The total number of rule violation bug detected by proposed framework from systems under evaluation is shown in Table 8. The top 130 bugs in table are examined. It is identified that 73 are true bugs which are send to developer for confirmation. The developers has confirmed 50 out of 73 bugs as true bugs and fixed. Similarly, the copy-paste code related bugs are shown in Table 9. In copy paste code related bugs top 167 bugs are examined and send for validation to corresponding developers. Out of 167, the developers have confirmed 96 as true bug and need to fix.
The ratio of number of violation to number of methods can give a general idea how many of method containing are violation. The number of violation per function in systems under evaluations is shown in Fig. 14. By inspecting violations manually it is identified 70% of them were defects, other were pointing to code that could be improved. Confirmed violations are reported on bug tracking system for corresponding developers to fix.
CONCLUSION
This study proposed an innovative approach that applies data mining on software engineering data. It is demonstrated how programming patterns, in this case function usage, data access in variables, code clone and API usage pattern can potentially helpful in various software engineering tasks. Multiple kinds of bugs are uncovered by feeding extracted patterns to violation detection tool. By running the tool on various software systems a number of interesting and non-obvious rules that are critical for developers to understand and follow are identified.

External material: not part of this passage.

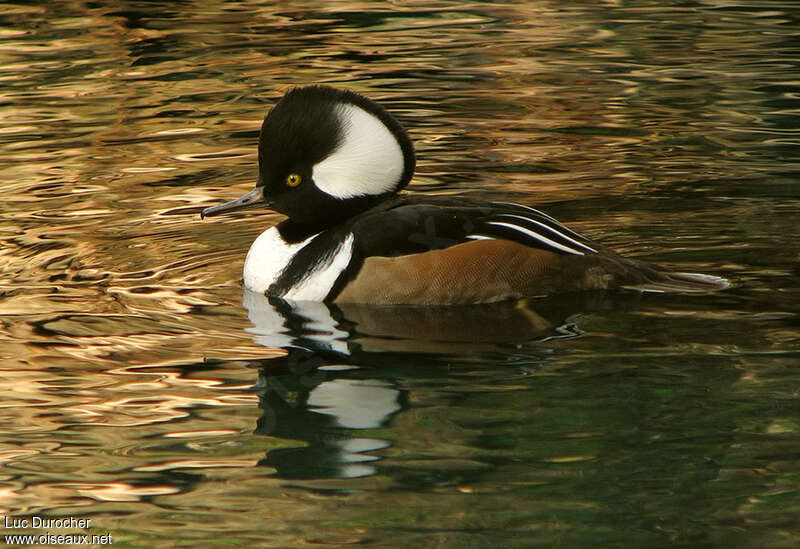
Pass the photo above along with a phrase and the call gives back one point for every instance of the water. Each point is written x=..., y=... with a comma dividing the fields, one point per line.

Experiments show that identifying programming patterns and their violation helps in software testing, monitoring software quality, meeting project schedule by providing speedy solution, analyzing source code for re-engineering purpose and program optimization. So far this is first integrated framework intends to extract multiple programming patterns. Also the proposed method for violation detection can detect different kind of bugs in single pass. Therefore, reducing cost for deployment of multiple tools to detect different kind of bugs in software systems. Results indicates that maintaining the programming rules in specification database are very important, since developer can refer those rules during development which dramatically reduce the time for static verification. Also maintaining clone code segments is very helpful for developers because it is commonly used in large software systems and can easily introduce difficult- to- detect bugs. This study is useful to motivate the software development organizations to integrate functionality to maintain programming rule in software development environments such as Microsoft Visual Studio.